Except me. I still wanted total ease of making, total reliability, and a flaky, tender outcome. Every time. That’s why I tried yet another pie crust recipe. And that’s why I’m sharing it with you. You’re welcome.
THIS IS THE PIECRUST
Adapted from J. Kenji López-Alt at Serious Eats. You can see the step-by-step directions here. Note that I use less butter in my version, not for health reasons (ha!), but so that the crimping on my crust would hold its shape.
Makes enough dough for two 9-inch pies (or one double crust).
Place in your food processor
8 ounces flour (you will add more later)
1 teaspoon salt
1 tablespoon sugar (for a sweet pie)
Pulse three times.
Add
2 sticks (1 cup) cold butter, cut into pats
Pulse to incorporate fully. None of that nebulous “pea-sized pieces” crap; you want it thoroughly mixed in until the dough collects in clumps.
Then break up the flour/butter mixture and scatter the pieces around the bowl of the food processor again.
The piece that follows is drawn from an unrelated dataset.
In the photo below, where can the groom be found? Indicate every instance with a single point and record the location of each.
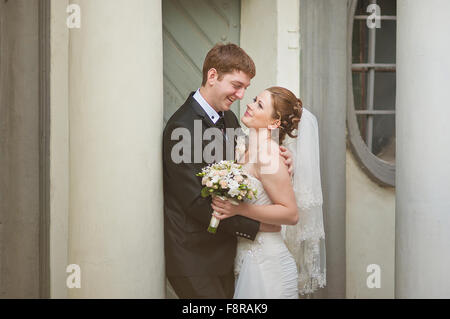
(200, 264)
Then sprinkle over the top
4 ½ ounces flour
Pulse the dough again to incorporate—maybe five pulses. The moist dough should break up, but there’s still plenty of dry flour around.
Dump it all in a bowl and add
6 tablespoons cold water
Use a rubber or silicone spatula to fold the dough over itself and incorporate the water. Keep folding until it’s a solid ball.
Transfer to a floured surface, divide in two, make each into a disk, wrap in plastic, and refrigerate for a couple of hours before rolling out.